Six ordinances on the protection of the marine environment in the North and Baltic Seas have been promulgated in the Federal Law Gazette today. This ensures legal protection under national legislation of the marine protected areas Doggerbank, Borkum Riffgrund and Sylter Außenriff- Östliche Deutsche Bucht in the North Sea and Fehmarnbelt, Kadetrinne and Pommersche Bucht - Rönnebank in the Baltic Sea. The sites are located in the Exclusive Economic Zones (EEZ) in the North and Baltic Seas, which makes them a responsibility of the federal government. The EEZ is the area just beyond the 12 nautical mile-wide territorial sea. The new protected areas cover approximately 30 per cent of the German EEZ.
Federal Environment Minister Barbara Hendricks: "This is a major step forward for marine conservation in Germany. The ordinances finally place key species such as harbour porpoise, common seal and grey seal under effective protection. Valuable habitat types such as sandbanks and reefs will now also be safe from being destroyed or impaired.
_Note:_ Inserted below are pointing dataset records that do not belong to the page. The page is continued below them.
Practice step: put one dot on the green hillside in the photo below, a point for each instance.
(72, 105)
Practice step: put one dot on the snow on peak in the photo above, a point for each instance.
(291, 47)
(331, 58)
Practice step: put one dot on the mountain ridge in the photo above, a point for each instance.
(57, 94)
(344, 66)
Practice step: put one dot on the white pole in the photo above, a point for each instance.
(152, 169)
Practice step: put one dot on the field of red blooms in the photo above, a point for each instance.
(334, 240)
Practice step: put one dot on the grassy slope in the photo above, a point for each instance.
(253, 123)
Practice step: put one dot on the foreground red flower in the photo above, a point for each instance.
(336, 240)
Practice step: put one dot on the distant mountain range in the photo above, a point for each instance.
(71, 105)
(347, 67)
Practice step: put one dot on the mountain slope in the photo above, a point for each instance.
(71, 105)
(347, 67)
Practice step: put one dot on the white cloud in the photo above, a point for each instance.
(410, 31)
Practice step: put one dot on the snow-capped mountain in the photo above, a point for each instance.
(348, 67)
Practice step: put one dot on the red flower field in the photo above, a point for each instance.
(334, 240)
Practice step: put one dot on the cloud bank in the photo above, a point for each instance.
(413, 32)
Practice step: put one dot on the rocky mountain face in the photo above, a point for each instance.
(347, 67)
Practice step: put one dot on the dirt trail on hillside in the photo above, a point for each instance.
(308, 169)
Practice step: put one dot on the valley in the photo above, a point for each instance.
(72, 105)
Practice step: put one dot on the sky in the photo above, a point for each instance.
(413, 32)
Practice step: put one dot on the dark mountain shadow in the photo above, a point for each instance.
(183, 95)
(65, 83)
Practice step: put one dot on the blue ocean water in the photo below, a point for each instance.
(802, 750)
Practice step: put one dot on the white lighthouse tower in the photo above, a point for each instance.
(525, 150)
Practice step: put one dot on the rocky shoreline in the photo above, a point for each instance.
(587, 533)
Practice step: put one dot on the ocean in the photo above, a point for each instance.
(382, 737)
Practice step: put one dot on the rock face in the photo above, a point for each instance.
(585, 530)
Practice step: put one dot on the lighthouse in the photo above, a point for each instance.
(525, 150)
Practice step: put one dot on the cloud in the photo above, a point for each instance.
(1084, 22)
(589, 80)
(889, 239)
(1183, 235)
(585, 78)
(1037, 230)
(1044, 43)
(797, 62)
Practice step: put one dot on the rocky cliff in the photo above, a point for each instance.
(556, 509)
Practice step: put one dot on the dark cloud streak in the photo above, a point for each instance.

In drawing up the ordinances, we also incorporated the interests of users and it was therefore possible to establish a balanced level of protection."
The six marine areas have been part of the European Natura 2000 network of protected areas since 2007. This made it mandatory for Germany to protect these areas through necessary measures. The European Commission had already initiated an infringement procedure in this matter, which is now likely to be without cause since the German government placed the marine areas in its responsibility under protection. The infringement procedure was also directed at the federal Länder, who have the obligation to also include land-based Natura 2000 sites in their legal protection scheme.
According to the new provisions, it is no longer permitted to introduce dredging waste into the sea in the marine protected areas, to operate aquacultures or to build up artificial islands. Anyone wanting to generate energy in these areas, exploit natural resources or lay submarine cables has to prove with an impact assessment that the project will not have considerable adverse effects on the marine environment.
Recreational fishing will be covered by a staged protection concept over time and range to reconcile marine conservation interests with those of recreational fishers. In the German Exclusive Economic Zones of the North and Baltic seas recreational fishing is still possible in around 80 per cent of the total area. A mere 20 per cent of the area is regulated by nature conservation provisions.
Currently, use limitations for professional fishing in the protected areas are being drawn up at EU level, the level responsible for fishery management.